The most well known diversion program in Pennsylvania is called ARD, which stands for Accelerated Rehabilitative Disposition. There are many reason why ARD is so good. To get ARD, Attorney Holt will apply for ARD with the District Attorney. Once accepted there is an ARD hearing. No plea is ever made, nor is there ever any admission of guilt. There is a special probationary period of time, fines and costs, and sometimes community service or drug treatment. In most counties once ARD is complete, the court system issues a certificate of completion. After completion, you can file an expungement to have the charges themselves erased off your criminal record, and the DA cannot object to having the record erased, as a matter of law.
Another reason ARD is the best diversion program in Pennsylvania is because the program is available to people arrested for their first DUI (Driving Under the Influence). The vast majority of first time DUI cases carry a term of incarceration of 48 or 72 hours and a one year license suspension. In the ARD program, for DUI, there is no jail time, and a very short license suspension.
Other types of diversion are:
Section 17, Probation without Verdict
In Section 17, your case must be a drug case. You enter a plea of no contest. The judge holds the plea under advisement. However, you are on regular probation. If you complete the probationary period given to you by the judge without any violations, you are found not guilty and the case can be expunged. However, if you have a violation while on Section 17, the judge has the power to find you guilty and re-sentence you, which would give you a permanent record.

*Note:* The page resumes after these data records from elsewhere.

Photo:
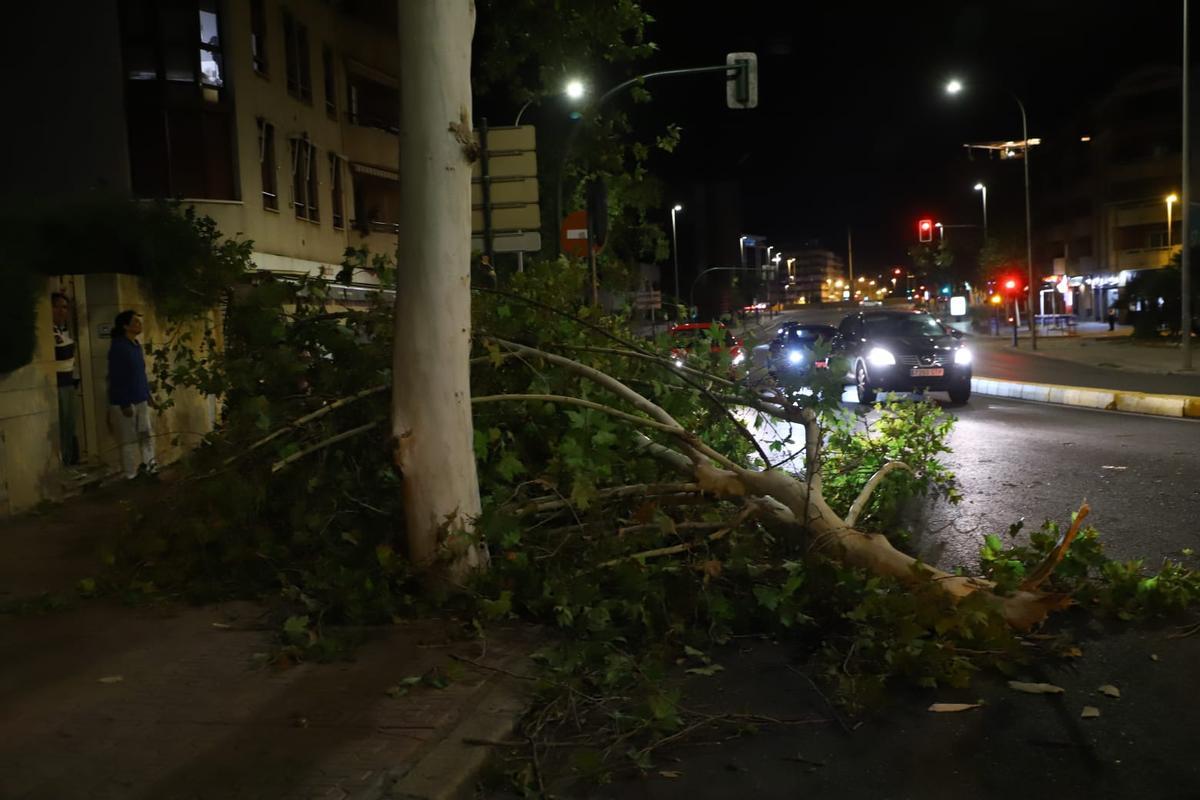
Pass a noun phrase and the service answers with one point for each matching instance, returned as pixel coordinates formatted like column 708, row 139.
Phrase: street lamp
column 675, row 245
column 1171, row 199
column 981, row 187
column 954, row 88
column 574, row 90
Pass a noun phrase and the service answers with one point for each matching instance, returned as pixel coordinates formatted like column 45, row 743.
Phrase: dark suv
column 904, row 350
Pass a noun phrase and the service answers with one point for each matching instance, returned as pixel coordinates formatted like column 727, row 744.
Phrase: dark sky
column 853, row 126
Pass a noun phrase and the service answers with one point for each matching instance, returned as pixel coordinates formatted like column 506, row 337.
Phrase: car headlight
column 881, row 358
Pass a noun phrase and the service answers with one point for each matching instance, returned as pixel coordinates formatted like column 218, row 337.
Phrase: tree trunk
column 431, row 378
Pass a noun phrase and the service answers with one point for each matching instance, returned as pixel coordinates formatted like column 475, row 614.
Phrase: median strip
column 1181, row 405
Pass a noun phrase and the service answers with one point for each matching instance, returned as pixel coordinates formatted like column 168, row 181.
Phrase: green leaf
column 708, row 671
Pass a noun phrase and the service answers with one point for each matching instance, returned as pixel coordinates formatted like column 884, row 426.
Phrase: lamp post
column 675, row 245
column 1186, row 193
column 982, row 187
column 1171, row 199
column 954, row 88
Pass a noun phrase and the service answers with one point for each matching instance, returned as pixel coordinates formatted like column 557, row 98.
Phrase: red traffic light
column 925, row 229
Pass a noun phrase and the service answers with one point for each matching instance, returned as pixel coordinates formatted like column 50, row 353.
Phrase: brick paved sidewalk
column 105, row 701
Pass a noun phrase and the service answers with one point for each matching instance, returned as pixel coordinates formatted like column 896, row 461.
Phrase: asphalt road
column 994, row 359
column 1014, row 459
column 1019, row 365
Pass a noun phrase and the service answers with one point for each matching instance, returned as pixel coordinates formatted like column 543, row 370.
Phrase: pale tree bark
column 431, row 378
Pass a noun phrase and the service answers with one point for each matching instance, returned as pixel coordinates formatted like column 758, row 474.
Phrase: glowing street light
column 953, row 88
column 1171, row 199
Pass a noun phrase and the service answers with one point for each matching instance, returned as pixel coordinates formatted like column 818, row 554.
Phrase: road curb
column 448, row 770
column 1180, row 405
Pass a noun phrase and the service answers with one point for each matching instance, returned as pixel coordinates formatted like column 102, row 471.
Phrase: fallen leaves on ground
column 1036, row 689
column 951, row 708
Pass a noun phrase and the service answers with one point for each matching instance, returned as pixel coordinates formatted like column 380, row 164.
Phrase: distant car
column 904, row 350
column 685, row 337
column 792, row 349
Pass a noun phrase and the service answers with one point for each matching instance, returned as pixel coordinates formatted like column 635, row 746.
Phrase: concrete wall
column 29, row 423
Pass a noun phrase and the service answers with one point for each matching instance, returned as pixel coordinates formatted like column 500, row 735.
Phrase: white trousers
column 135, row 434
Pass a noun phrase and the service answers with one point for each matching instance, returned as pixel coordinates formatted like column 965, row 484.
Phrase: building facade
column 1107, row 208
column 277, row 119
column 816, row 275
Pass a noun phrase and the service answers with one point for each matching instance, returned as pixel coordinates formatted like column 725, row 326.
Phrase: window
column 258, row 36
column 335, row 182
column 267, row 161
column 304, row 179
column 295, row 53
column 373, row 103
column 211, row 64
column 327, row 56
column 178, row 113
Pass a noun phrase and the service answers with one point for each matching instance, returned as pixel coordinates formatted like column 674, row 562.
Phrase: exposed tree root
column 799, row 507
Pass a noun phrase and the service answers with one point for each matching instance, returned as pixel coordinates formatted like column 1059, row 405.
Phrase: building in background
column 817, row 275
column 1103, row 206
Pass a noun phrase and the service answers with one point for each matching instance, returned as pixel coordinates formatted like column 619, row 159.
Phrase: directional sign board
column 511, row 176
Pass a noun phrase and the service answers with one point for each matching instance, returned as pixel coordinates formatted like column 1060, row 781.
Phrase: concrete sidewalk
column 109, row 702
column 1098, row 368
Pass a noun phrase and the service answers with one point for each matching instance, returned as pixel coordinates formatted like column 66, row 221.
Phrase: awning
column 367, row 169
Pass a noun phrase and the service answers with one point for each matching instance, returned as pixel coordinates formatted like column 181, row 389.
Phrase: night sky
column 853, row 126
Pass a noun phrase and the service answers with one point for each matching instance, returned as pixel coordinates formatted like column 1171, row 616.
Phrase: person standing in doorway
column 67, row 380
column 129, row 395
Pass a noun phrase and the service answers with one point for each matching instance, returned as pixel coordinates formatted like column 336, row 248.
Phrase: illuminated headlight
column 881, row 358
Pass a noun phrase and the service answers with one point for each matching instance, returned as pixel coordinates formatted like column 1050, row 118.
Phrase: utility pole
column 850, row 260
column 1186, row 199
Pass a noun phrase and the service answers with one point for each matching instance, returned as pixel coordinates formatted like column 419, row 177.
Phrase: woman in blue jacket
column 129, row 394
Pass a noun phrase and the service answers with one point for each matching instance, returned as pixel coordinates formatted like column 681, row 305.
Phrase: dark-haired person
column 129, row 394
column 67, row 382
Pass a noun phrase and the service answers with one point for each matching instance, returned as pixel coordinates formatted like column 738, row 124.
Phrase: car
column 904, row 350
column 685, row 337
column 792, row 349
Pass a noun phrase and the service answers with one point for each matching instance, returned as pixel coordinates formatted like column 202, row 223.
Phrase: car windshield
column 907, row 325
column 807, row 335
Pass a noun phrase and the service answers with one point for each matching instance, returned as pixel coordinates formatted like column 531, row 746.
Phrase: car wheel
column 865, row 394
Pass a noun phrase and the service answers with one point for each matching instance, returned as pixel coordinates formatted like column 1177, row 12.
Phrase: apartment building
column 276, row 118
column 1109, row 205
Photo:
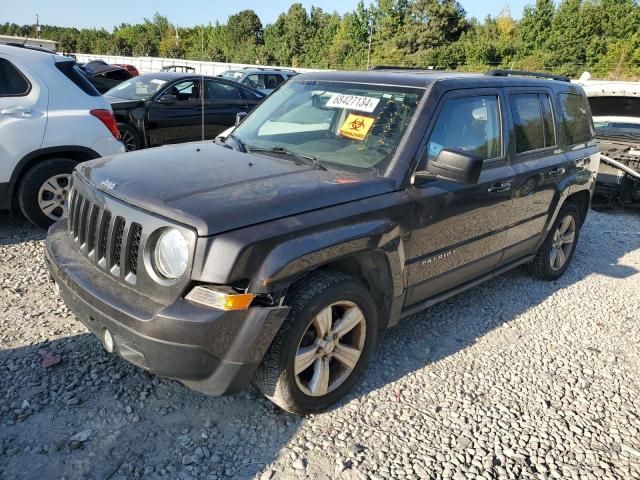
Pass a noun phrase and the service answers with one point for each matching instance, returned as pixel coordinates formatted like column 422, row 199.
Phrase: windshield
column 617, row 129
column 137, row 88
column 232, row 75
column 342, row 126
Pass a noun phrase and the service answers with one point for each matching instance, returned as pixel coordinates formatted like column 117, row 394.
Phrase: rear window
column 73, row 73
column 533, row 122
column 576, row 122
column 12, row 82
column 221, row 91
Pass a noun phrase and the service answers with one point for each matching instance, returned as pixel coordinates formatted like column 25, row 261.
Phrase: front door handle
column 16, row 111
column 499, row 187
column 556, row 172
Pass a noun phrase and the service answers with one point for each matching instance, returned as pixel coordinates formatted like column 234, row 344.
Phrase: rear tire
column 129, row 137
column 300, row 359
column 44, row 189
column 555, row 254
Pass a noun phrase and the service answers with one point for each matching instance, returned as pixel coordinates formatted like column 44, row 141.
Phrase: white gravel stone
column 514, row 379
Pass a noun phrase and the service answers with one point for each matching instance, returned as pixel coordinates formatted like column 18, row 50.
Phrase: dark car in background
column 104, row 76
column 264, row 79
column 169, row 107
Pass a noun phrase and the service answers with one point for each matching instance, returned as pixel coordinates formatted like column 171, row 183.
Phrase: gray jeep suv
column 343, row 203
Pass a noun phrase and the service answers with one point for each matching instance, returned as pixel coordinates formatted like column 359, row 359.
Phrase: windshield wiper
column 302, row 159
column 618, row 135
column 240, row 143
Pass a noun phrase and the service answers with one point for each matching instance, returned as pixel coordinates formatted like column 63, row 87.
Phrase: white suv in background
column 51, row 118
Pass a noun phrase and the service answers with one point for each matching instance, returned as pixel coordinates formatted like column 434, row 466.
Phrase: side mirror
column 167, row 99
column 455, row 165
column 239, row 117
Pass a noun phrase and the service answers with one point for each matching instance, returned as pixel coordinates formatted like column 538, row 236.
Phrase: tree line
column 601, row 36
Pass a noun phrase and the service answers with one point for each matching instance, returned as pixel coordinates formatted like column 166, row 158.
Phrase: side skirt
column 410, row 310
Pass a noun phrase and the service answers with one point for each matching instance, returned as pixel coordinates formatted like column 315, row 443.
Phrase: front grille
column 136, row 235
column 108, row 240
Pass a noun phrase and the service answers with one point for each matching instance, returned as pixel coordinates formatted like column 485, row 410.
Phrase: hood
column 215, row 189
column 122, row 103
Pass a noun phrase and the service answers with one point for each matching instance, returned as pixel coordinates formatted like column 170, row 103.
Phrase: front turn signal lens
column 220, row 298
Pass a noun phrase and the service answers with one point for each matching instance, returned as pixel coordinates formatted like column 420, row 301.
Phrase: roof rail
column 393, row 67
column 524, row 73
column 28, row 47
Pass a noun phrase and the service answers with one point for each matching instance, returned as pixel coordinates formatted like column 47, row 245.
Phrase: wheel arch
column 582, row 199
column 372, row 269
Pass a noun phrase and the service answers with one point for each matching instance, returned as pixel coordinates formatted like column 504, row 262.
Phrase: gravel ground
column 515, row 379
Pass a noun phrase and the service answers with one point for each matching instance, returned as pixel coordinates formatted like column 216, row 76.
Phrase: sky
column 89, row 13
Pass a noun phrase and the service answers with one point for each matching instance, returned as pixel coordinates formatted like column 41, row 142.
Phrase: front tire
column 557, row 251
column 43, row 191
column 323, row 347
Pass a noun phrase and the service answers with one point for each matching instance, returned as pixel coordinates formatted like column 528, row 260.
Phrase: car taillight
column 109, row 120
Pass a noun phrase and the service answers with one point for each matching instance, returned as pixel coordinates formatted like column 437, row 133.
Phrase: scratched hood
column 215, row 189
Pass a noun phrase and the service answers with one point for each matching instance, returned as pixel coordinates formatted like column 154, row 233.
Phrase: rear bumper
column 209, row 350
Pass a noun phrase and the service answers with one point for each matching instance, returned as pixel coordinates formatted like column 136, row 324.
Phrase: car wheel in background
column 43, row 191
column 129, row 137
column 324, row 345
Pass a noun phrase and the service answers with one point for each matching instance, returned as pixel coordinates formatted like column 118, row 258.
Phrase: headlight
column 171, row 254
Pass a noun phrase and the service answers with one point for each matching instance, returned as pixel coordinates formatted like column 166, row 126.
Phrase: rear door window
column 532, row 121
column 576, row 122
column 272, row 81
column 12, row 82
column 471, row 124
column 254, row 81
column 221, row 91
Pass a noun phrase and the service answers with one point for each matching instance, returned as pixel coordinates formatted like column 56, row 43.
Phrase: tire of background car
column 555, row 254
column 332, row 325
column 43, row 191
column 129, row 137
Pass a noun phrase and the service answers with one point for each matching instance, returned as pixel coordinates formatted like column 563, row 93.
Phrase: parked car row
column 51, row 118
column 345, row 202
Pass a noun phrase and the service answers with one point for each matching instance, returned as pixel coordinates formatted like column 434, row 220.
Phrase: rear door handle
column 499, row 187
column 16, row 111
column 556, row 172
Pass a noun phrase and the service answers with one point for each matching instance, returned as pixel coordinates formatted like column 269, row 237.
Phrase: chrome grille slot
column 113, row 237
column 82, row 219
column 102, row 235
column 76, row 211
column 135, row 234
column 71, row 200
column 91, row 228
column 116, row 244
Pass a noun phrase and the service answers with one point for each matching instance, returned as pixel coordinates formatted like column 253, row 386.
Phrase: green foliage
column 567, row 37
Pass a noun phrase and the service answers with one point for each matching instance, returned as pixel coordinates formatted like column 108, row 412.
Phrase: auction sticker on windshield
column 356, row 126
column 353, row 102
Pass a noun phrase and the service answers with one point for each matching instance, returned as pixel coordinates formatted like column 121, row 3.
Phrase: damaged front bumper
column 209, row 350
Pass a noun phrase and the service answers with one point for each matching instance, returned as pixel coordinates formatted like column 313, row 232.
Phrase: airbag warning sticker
column 356, row 126
column 353, row 102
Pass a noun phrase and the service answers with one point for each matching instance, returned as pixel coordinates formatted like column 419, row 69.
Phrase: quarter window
column 12, row 82
column 471, row 124
column 575, row 118
column 533, row 122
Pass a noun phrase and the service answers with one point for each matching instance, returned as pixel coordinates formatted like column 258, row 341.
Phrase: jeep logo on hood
column 108, row 184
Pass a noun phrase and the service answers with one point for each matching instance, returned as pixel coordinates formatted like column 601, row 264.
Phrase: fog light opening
column 107, row 341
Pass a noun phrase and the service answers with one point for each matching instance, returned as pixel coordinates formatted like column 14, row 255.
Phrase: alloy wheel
column 52, row 196
column 562, row 244
column 330, row 348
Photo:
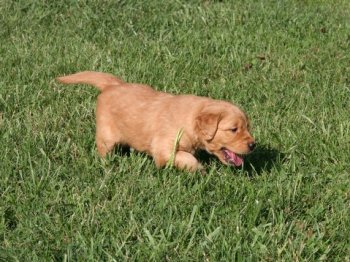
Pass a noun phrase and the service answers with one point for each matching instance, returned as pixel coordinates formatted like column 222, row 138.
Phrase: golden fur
column 147, row 120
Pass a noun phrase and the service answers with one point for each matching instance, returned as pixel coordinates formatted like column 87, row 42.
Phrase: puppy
column 147, row 120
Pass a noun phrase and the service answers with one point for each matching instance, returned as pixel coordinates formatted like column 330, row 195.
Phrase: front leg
column 183, row 160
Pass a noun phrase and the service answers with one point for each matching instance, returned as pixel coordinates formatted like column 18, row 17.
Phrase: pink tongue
column 233, row 158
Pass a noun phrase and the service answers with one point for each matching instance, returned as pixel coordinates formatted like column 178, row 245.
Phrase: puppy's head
column 223, row 129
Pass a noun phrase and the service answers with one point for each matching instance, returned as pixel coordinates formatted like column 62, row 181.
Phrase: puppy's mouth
column 231, row 157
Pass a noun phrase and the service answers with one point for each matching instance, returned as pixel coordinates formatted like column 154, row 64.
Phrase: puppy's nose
column 251, row 146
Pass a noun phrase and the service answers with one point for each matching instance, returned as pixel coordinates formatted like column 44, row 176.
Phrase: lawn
column 286, row 63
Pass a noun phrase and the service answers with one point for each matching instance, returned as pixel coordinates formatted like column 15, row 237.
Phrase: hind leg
column 107, row 133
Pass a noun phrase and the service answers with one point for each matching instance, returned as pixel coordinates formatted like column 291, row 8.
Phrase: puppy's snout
column 251, row 145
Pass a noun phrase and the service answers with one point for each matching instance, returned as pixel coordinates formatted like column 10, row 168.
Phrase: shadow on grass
column 262, row 159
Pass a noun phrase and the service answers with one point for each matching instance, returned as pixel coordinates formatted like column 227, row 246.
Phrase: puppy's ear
column 207, row 124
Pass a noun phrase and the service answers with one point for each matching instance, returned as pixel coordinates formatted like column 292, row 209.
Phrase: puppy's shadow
column 262, row 159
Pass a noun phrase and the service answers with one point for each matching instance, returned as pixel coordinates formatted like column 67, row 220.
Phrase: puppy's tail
column 97, row 79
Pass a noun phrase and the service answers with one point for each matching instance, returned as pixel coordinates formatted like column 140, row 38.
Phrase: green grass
column 286, row 63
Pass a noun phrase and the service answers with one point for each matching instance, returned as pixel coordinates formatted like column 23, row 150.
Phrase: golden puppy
column 147, row 120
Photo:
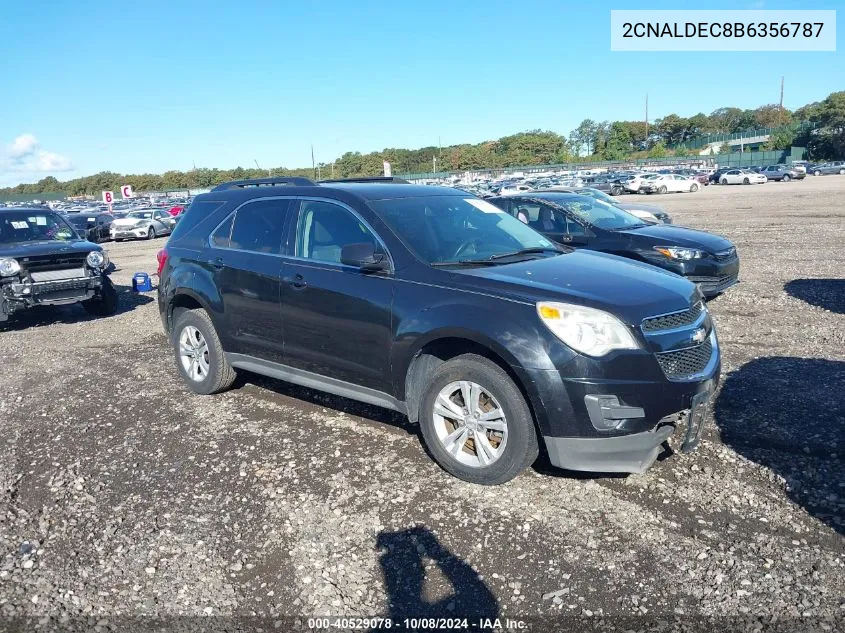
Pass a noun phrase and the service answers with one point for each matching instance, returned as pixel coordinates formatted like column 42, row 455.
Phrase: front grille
column 725, row 255
column 671, row 321
column 55, row 275
column 685, row 362
column 43, row 263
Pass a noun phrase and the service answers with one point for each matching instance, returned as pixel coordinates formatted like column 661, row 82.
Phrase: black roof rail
column 393, row 179
column 295, row 181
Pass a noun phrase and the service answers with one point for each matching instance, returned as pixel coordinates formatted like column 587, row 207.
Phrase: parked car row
column 596, row 341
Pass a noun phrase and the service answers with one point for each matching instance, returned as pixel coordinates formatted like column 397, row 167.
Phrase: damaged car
column 44, row 261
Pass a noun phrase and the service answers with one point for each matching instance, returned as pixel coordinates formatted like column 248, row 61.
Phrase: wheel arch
column 440, row 348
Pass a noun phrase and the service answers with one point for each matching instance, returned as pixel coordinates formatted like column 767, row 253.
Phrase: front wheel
column 476, row 423
column 199, row 354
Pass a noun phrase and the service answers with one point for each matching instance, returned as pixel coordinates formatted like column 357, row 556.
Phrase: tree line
column 590, row 140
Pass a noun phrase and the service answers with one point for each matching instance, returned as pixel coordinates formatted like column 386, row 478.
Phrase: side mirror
column 363, row 256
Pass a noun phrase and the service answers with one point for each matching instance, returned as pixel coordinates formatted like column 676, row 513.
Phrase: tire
column 106, row 304
column 519, row 445
column 214, row 374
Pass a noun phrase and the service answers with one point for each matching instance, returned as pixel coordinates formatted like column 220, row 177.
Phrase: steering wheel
column 465, row 245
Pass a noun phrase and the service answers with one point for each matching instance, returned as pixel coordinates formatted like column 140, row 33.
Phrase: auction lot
column 127, row 495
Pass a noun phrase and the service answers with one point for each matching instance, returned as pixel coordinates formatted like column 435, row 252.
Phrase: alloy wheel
column 470, row 424
column 193, row 353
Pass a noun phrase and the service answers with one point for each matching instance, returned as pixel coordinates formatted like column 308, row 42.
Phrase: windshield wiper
column 526, row 251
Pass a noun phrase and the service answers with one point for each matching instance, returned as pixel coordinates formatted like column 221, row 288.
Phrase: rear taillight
column 161, row 256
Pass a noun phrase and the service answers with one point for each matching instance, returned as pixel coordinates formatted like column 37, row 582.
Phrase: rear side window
column 220, row 237
column 193, row 215
column 259, row 226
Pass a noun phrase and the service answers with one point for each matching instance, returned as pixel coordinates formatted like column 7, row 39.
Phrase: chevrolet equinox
column 437, row 304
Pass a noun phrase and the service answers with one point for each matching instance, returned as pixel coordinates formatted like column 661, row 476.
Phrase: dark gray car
column 782, row 172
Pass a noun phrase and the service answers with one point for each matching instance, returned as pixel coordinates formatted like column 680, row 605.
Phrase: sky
column 150, row 86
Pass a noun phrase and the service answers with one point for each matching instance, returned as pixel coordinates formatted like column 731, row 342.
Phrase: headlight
column 97, row 259
column 586, row 330
column 9, row 267
column 675, row 252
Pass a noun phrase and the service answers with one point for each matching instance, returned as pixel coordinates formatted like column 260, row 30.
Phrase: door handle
column 297, row 281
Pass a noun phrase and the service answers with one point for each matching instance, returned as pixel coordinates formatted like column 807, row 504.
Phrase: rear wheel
column 199, row 354
column 476, row 423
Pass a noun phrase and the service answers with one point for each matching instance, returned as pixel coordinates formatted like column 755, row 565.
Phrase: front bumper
column 17, row 296
column 129, row 233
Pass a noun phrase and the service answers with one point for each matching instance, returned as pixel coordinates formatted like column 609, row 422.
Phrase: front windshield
column 598, row 195
column 34, row 226
column 598, row 213
column 440, row 229
column 82, row 221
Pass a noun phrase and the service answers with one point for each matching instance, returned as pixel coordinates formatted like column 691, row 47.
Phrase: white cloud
column 24, row 158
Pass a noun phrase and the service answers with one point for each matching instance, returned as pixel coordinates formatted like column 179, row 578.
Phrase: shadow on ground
column 404, row 557
column 73, row 313
column 788, row 414
column 824, row 293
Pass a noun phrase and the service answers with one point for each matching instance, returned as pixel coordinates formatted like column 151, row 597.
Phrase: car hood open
column 21, row 250
column 673, row 235
column 631, row 290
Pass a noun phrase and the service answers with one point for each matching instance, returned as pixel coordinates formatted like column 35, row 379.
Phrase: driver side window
column 323, row 229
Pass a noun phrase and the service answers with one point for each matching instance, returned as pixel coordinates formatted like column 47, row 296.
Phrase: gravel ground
column 128, row 500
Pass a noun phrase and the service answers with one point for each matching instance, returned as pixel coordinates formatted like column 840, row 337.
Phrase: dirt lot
column 125, row 496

Intermediate Punishment is a term used for getting around tough sentences. If someone has little to no contact with the system and accepts responsibility for their actions, the District Attorney may agree to Intermediate Punishment. The big benefit of Intermediate Punishment is mandatory sentences do not apply. Currently, in Pennsylvania, there are no drug mandatory sentences, so the Intermediate Punishment is not as useful as in the past. However, there are still many situations where Intermediate Punishment is by far the best option. The negative about Intermediate Punishment is the defendant has a conviction which can never be expunged. Intermediate Punishment can be used in any type of case, including DUI cases, but the prosecutor must agree to allow the judge to sentence the defendant under the Intermediate Punish statute.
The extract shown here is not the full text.